TITRE II : RÉGIME D'AUTORISATION ET DE PERMIS
Article 8
Sont soumis au régime de l'autorisation ou du permis de recherche s'il s'agit des eaux souterraines, les ouvrages, les installations, les travaux ou activités à caractère saisonnier qui n'ont pas d'effets qualitatifs ou quantitatifs importants et durables sur les ressources en eau, selon l'appréciation de l'Autorité compétente chargée de l'administration de ces ressources.
Le régime du permis de recherche des eaux souterraines est assimilé au régime d'autorisation.
Article 9
Toute personne souhaitant réaliser une opération citée à l'Article 11, ci-dessus et figurant à la nomenclature citée à l'Article 3 adresse une demande d'autorisation auprès du Préfet dans la circonscription duquel cette opération doit être réalisée.
Ampliation de la demande est adressée pour information aux collectivités locales concernées. Le Préfet en informe le Ministre chargé de l'Hydraulique dont il est le mandataire.
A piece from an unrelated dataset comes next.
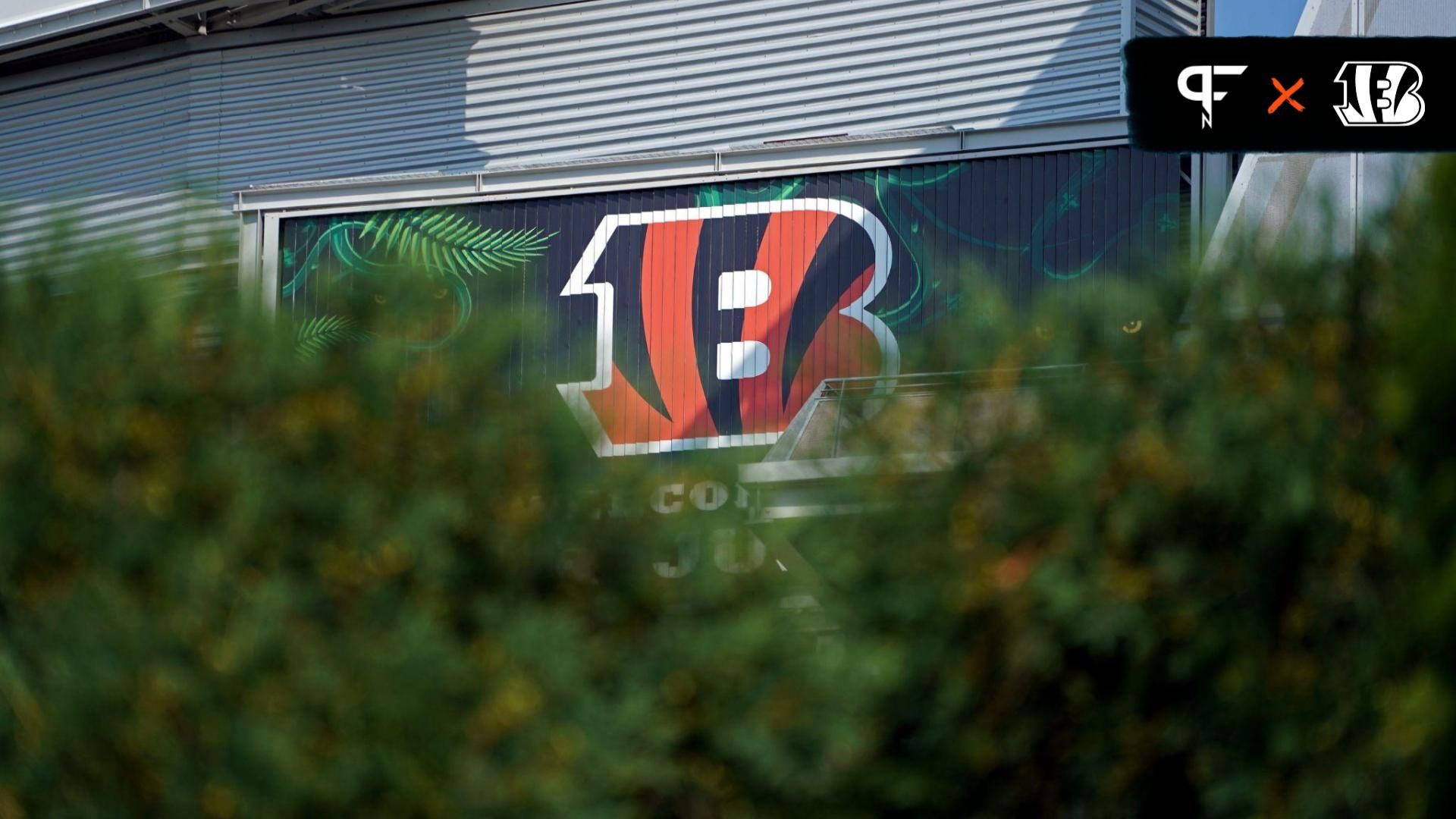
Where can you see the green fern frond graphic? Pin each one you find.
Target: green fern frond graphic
(450, 242)
(319, 333)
Le dossier de la demande est soumis par le Préfet à l'instruction préalable et à l'avis de la Direction Nationale de l'Hydraulique ou de son représentant compétent local.
Le dossier de la demande d'autorisation comprend :
- - le Nom et l'adresse du demandeur ;
- - l'emplacement sur lequel l'installation, l'ouvrage, le prélèvement, le rejet, les travaux ou les activités doivent être réalisés ;
- - les paramètres caractéristiques, techniques, la nature, la consistance, le volume et l'objet de l'opération ;
- - les éléments graphiques, plans ou cartes, utiles à la compréhension des pièces mentionnées en (2) et (3) ;
- - un document indiquant les incidences de l'opération sur les ressources en eau (l'écoulement, le niveau et la qualité des eaux) et sur le milieu aquatique ;
- - la mention du statut relatif à la propriété foncière de l'emplacement de l'opération.
La demande précisera, s'il y a lieu, les mesures compensatoires ou correctives envisagées et la compatibilité du projet d'opération avec les orientations des plans ou schéma directeur d'aménagement hydraulique, s'il en existe, du bassin hydrographique dans lequel les ressources en eau utilisées sont comprises, et avec les objectifs de qualité des eaux prévus par les lois et règlements en vigueur.
La demande devra également contenir l'étude d'impact environnemental et social de l'opération envisagée. Cependant une notice spécifique jointe à la demande est suffisante.
Article 10
Si le Préfet estime que la demande ne peut être satisfaite, il notifie par écrit son rejet au demandeur.
S'il estime que la demande est irrégulière ou incomplète, il invite le demandeur à régulariser le dossier de la demande.
Article II : L'autorisation est accordée à titre personnel par Décision du Préfet, dont la durée de validité n'excède pas deux ans. Elle fixe les moyens de contrôle de l'ouvrage, de l'installation, des travaux ou des activités ainsi que de surveillance de leurs effets sur les ressources en eau et sur le milieu aquatique.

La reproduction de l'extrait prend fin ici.